It seems that we're instead focusing on removing the dependence on fossil fuels, which I can entertain, however I was under the (potentially misinformed) impression that the best approach to lower emissions and reduce waste when it comes to vehicles is to live out the life of your existing vehicle, reduce time on the road and unnecessary trips, then upgrade to electric when necessary. Batteries aren't clean and green either, and there is a limit to the amount of electricity that can be drawn from the current grid, are we really ready for this?
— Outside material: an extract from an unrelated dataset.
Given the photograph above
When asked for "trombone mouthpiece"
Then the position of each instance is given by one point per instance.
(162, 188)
As the article states, without strategy it's difficult to see how this all fits together. Energy source is first, then logistics, then infrastructure. A nation driving electric vehicles is an outcome not a solution - given lithium is finite, trains trains trains.
Jumping the gun on electric vehicles there is several other options in the wings and we may find that we have backed the wrong horse . It would be better to get on with the things that are achievable now .sorting out electricity supply and distribution would be one . Encouraging more use of public transport another . Chasing political rainbows won't help in the long run .
I strongly disagree. The technological improvements over the past few years has been impressive. Better performance and far cheaper to run than an ICE. Recharge 300 km in the time it takes to drink a cup of coffee. No Greenhouse gas or particulate emissions. Energy recovery through regen braking. Batteries last the lifetime of the car because of better temperature management. The disadvantage is that you are looking at over $65K for a new vehicle.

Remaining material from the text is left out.